Les analystes de données et les experts de l’informatique décisionnelle vont devenir des professionnels très demandés sur le marché de l’emploi. La Suisse ne compte aujourd’hui pas plus qu’un millier de «data scientists», estime Xavier Comtesse, cofondateur du think tank Manufacture 4.0 et coauteur du livre «Data entrepreneurs». Les entreprises qui souhaitent embaucher ces talents vont donc devoir se battre pour en trouver: la Commission européenne estime que près de 420’000 postes de ce types n’ont pas pu être pourvus au sein de l’UE en 2016 en raison de la pénurie de candidats adaptés.

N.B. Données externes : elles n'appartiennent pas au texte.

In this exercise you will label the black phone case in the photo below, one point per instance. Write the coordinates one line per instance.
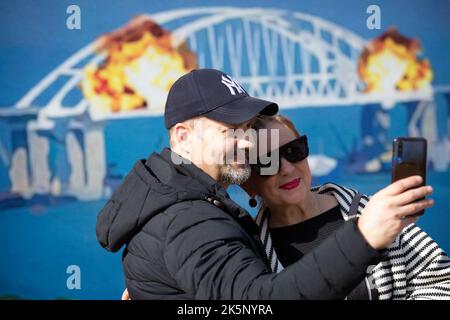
(409, 158)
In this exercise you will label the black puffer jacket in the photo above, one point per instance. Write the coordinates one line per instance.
(182, 246)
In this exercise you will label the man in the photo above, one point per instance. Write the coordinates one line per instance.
(186, 239)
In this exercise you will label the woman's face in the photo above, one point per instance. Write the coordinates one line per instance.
(291, 184)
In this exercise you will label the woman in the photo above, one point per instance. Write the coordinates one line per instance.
(293, 219)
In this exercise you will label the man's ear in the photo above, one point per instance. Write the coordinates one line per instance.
(182, 136)
(247, 186)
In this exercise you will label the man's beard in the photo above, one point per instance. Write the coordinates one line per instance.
(234, 175)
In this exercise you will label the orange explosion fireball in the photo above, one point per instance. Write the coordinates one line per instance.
(390, 63)
(140, 67)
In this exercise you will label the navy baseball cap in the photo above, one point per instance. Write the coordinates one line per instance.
(215, 95)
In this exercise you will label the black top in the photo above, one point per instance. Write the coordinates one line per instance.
(293, 242)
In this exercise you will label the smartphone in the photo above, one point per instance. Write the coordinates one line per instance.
(409, 158)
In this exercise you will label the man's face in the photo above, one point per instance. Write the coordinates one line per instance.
(222, 150)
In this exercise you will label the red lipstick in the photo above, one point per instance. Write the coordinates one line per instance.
(291, 184)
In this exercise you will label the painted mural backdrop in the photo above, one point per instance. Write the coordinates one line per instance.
(83, 89)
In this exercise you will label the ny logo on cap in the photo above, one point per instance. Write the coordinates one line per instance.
(232, 85)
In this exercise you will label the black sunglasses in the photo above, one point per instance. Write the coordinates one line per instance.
(294, 151)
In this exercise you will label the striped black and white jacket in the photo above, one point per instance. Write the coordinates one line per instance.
(414, 267)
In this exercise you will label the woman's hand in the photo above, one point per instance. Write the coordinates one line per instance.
(391, 209)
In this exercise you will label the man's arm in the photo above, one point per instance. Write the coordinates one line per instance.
(208, 255)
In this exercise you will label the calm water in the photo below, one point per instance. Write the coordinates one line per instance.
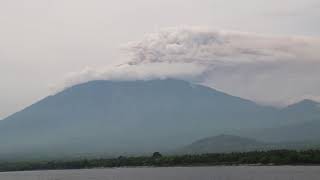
(176, 173)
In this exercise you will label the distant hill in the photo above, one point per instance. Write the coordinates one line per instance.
(223, 143)
(231, 143)
(298, 132)
(135, 117)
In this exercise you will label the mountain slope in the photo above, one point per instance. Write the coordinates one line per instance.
(222, 143)
(232, 143)
(130, 116)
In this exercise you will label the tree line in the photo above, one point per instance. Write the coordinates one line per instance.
(274, 157)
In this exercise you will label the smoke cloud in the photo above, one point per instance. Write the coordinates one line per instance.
(264, 68)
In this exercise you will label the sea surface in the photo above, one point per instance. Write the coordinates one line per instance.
(174, 173)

Mais les PME peuvent-elles seulement concurrencer les multinationales pour d’attirer ces profils? Pour Xavier Comtesse, les petites et moyennes entreprises ont plutôt intérêt à miser sur la formation continue de leur personnel interne: «Un jeune comptable ou un informaticien peut acquérir les compétences nécessaires à tirer profit des données d’une PME simplement en se formant en ligne avec un MOOCs.»

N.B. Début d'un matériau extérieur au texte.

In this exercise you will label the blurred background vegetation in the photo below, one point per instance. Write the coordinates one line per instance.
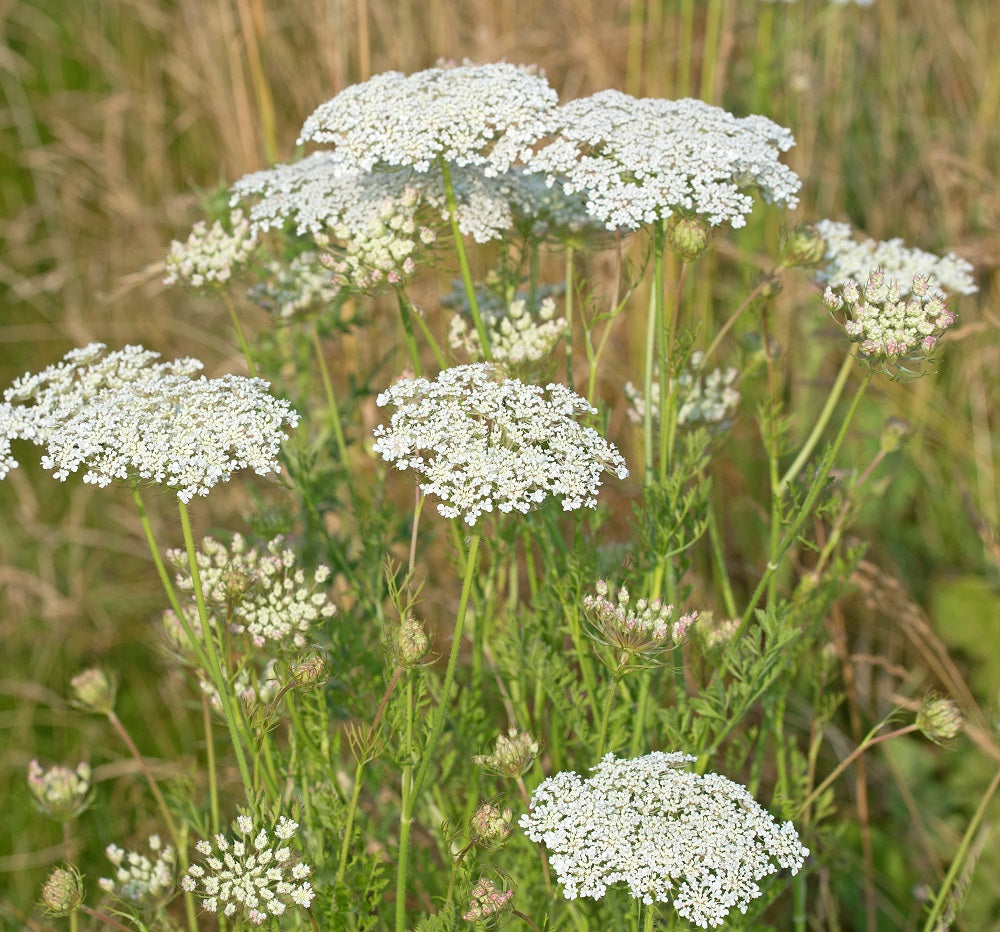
(121, 117)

Il y a urgence: «Les PME ont déjà vécu des tournants importants, comme l’arrivée de l’informatique vers la moitié des années 1980. Elles doivent se lancer tout de suite dans ce nouveau domaine, d’abord en formant leurs employés, ensuite en achetant des machines adaptées.» René Fell, directeur du groupe informatique Abissa, partage cette analyse: «C’est vraiment le dernier moment. L’avantage compétitif d’une bonne maîtrise de l’analyse de données, notamment dans l’e-commerce, sera bientôt décisif.»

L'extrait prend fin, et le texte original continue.